# Amazon Flex: Your First Age-Verified Delivery



## Prawn Connery (Mar 26, 2020)

> *Hello,
> 
> We noticed that you delivered your first age-verified delivery within the past week.
> 
> ...


Is this a standard automated message that everyone gets, or was this triggered by something?


----------



## Fuzzyelvis (Dec 7, 2014)

Prawn Connery said:


> Is this a standard automated message that everyone gets, or was this triggered by something?


FYI Doordash was requiring a signature as well as a scan but now they're only requiring the scan. I guess customers didn't like having to touch a driver's phone. (We didn't like it either, but I don't think they care what drivers like).

Amazon needs to get rid of the signature requirement IMO.


----------



## BigJohn (Jan 27, 2016)

Fuzzyelvis said:


> FYI Doordash was requiring a signature as well as a scan but now they're only requiring the scan.
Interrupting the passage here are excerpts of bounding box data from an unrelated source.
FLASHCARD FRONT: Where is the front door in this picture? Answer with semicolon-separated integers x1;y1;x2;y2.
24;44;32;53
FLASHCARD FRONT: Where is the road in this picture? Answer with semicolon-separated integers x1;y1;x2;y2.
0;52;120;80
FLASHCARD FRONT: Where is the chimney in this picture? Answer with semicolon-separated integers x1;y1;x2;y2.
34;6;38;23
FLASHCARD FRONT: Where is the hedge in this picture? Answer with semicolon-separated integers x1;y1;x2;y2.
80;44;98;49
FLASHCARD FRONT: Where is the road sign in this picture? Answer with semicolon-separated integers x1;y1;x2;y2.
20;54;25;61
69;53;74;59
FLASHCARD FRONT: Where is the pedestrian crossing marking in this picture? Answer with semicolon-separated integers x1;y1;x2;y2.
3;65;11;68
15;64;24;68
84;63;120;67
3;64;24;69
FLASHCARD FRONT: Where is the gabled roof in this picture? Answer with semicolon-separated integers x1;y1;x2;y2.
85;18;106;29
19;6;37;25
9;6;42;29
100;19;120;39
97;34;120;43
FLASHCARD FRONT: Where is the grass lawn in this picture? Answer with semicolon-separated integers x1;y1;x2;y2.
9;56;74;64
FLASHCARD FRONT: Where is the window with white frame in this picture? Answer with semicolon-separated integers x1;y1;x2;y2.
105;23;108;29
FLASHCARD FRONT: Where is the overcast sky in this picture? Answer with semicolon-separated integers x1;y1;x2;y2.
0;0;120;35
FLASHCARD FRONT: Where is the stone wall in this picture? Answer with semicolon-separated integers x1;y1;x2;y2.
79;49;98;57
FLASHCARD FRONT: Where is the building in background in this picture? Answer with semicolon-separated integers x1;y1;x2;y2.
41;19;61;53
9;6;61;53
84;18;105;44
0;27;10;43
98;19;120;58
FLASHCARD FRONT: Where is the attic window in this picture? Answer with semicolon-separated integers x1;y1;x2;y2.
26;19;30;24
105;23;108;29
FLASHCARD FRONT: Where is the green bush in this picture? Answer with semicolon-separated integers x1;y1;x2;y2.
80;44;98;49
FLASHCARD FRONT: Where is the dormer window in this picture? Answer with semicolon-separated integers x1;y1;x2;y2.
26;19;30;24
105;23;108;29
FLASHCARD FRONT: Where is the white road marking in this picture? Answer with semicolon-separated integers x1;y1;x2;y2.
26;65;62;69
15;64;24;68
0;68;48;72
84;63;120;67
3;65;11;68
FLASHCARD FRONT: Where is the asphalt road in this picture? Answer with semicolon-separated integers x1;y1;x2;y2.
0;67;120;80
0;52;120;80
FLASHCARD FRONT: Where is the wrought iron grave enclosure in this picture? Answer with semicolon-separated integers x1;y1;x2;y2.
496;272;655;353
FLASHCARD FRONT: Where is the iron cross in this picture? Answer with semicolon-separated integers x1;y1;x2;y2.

I guess customers didn't like having to touch a driver's phone. (We didn't like it either, but I don't think they care what drivers like).
> 
> Amazon needs to get rid of the signature requirement IMO.


Alcohol deliveries may be in part dictated by State-County-Municipal regulations.


----------



## oicu812 (Aug 29, 2016)

Fuzzyelvis said:


> Amazon needs to get rid of the signature requirement IMO.


Where have you been? There has been no signatures requirement for at least a few weeks since the social-distancing thing. Even got an email regarding customer putting license on the ground so you can scan at safe distance.


----------